We got to be friends as well as business associates, and one day I got a call from him about a home that was being donated to a veteran in Houston. MHI was involved, and Patriot Homes had donated the house. Their goal was to turn the home over to the family fully furnished. We helped pull together donations, and in the typical sweltering Texas heat, Heather French, who was at that time Miss America, Bruce, and a lot of other dignitaries, came to the home to turn the keys over to the family. My favorite memory was when Heather gave her crown to the girls to try on for size, and when they were all jumping on the bed they broke the box frame! It was an amazing opportunity for our industry, and by the end, Miss America, who was married to the Lt. Governor of Kentucky, was sold on factory-built housing and the lifestyle we could offer.

Bruce Savage, the Friend

Bruce asked me one year to speak at the MHI Congress and Expo. At that time Bruce was the only person I really knew in the industry, but I couldn’t wait to share what I knew about marketing and design and to learn from others attending. It was at Caesars Palace, and MHI took care of getting me a room. Imagine my surprise when I was given the keys to a suite, complete with dark flocked wallpaper, a Jacuzzi tub for 8-plus friends I didn’t have, and a smoked glass mirror above the bed!

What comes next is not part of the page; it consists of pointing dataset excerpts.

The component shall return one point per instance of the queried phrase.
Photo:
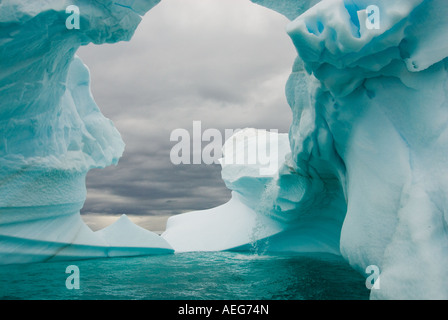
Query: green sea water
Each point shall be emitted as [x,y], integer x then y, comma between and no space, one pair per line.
[205,275]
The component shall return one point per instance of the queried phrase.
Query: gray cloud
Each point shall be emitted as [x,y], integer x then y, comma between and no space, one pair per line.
[224,63]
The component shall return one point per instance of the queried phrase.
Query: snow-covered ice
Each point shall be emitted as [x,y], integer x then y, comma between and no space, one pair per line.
[362,172]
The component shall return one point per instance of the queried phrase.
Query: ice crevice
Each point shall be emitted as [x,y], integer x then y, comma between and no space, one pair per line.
[362,172]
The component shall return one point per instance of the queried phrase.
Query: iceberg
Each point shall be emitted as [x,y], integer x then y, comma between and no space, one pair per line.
[52,132]
[362,172]
[366,175]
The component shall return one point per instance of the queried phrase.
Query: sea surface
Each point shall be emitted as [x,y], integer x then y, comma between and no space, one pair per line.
[205,275]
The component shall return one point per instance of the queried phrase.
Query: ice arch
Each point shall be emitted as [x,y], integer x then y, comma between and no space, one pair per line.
[364,171]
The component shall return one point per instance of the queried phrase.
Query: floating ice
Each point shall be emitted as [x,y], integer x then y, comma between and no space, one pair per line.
[362,172]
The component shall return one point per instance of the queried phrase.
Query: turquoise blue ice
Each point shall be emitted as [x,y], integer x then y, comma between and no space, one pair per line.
[361,175]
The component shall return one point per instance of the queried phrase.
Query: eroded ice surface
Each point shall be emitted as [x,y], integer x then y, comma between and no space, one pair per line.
[362,172]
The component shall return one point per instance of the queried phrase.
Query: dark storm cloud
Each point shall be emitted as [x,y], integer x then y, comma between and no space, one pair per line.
[224,63]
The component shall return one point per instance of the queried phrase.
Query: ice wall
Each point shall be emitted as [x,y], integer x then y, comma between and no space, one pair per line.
[362,172]
[368,144]
[51,131]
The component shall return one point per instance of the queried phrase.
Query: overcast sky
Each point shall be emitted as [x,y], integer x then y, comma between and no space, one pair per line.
[222,62]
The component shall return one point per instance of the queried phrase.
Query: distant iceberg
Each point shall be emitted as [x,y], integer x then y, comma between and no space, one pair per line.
[362,172]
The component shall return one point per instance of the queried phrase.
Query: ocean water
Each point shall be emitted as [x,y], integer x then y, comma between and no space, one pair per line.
[205,275]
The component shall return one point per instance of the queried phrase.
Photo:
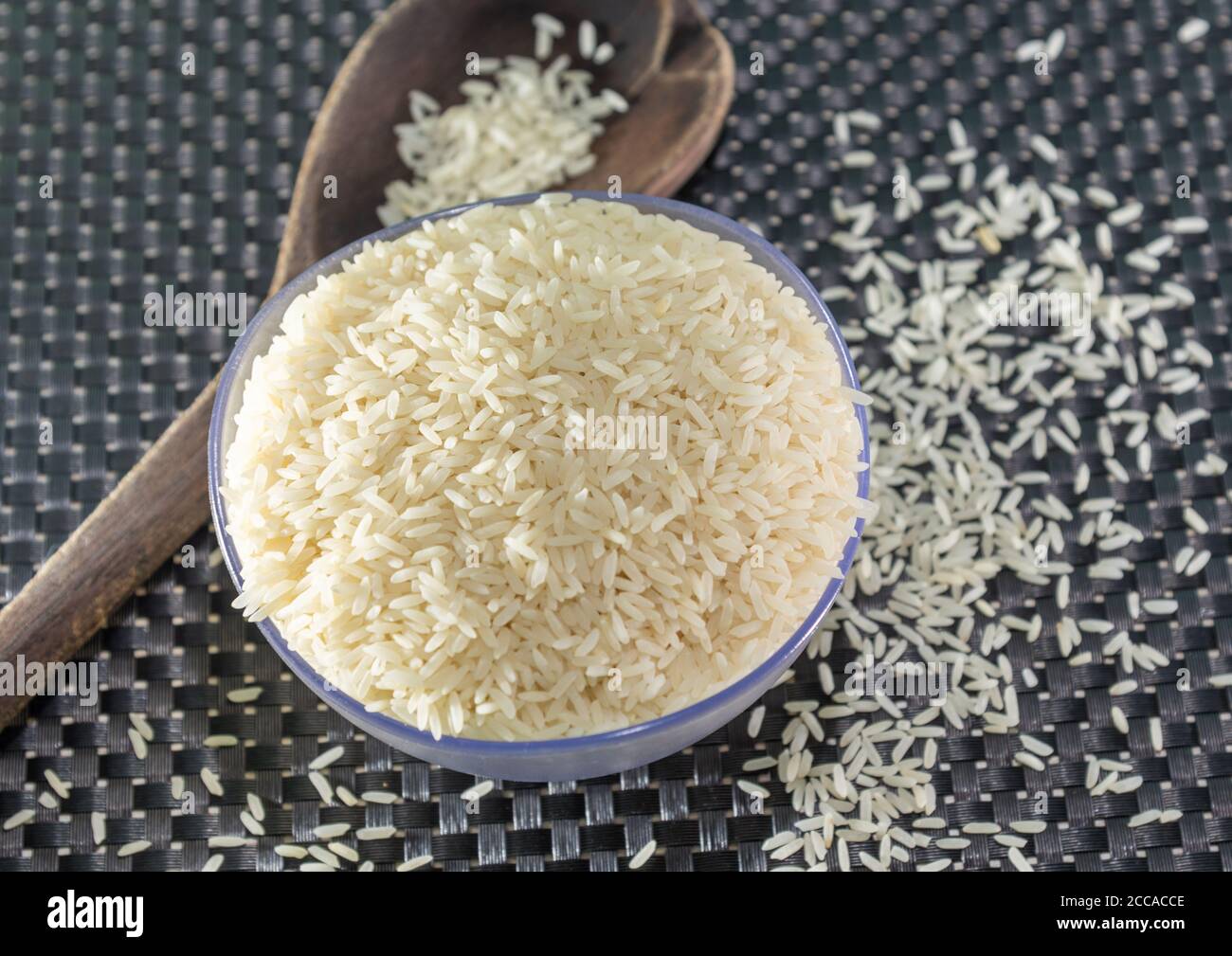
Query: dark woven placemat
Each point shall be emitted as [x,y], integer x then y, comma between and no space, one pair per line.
[156,177]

Bruce had a wicked sense of humor, and we laughed about that story together many times.

After Hurricane Katrina, Bruce immediately started positioning our industry to be able to help get people quickly into affordable, well-built homes. The Gulf Coast Housing Initiative gave us the opportunity to show what we could do, and Bruce was right there behind the scenes, setting up national media and getting people inside our homes.

Bruce Savage tribute laughing
Bruce Savage works with media in the introduction of a new home. Photos courtesy of Lisa Stewart, Lisa Stewart Photography.

Bruce also was the publisher for MHI’s Modern Homes Magazine. It was the first publication in our industry that looked and read like a consumer publication. The articles were not only targeted to members of our industry, but to consumers as well, with beautiful photography of our homes. The message was always positive – something that Bruce insisted upon.

It’s hard to find photos of Bruce because he was a true professional. He knew his job was to give the limelight and photo opportunities to others, so the photos I have of him were mostly sneaky ones taken when he wasn’t looking. I feel so fortunate that he shared so much of his life with me that most people never knew about… It was almost like being there, hearing about his years living in New York, part of the art world and having serious conversations with Andy Warhol, David Hockney, Keith Haring, and others, as well as owning some of this art. Being backstage at concerts with the greats, and having carte blanche at the finest restaurants and entertainment venues everywhere he went was the life Bruce lived before moving to D.C. to work for MHI.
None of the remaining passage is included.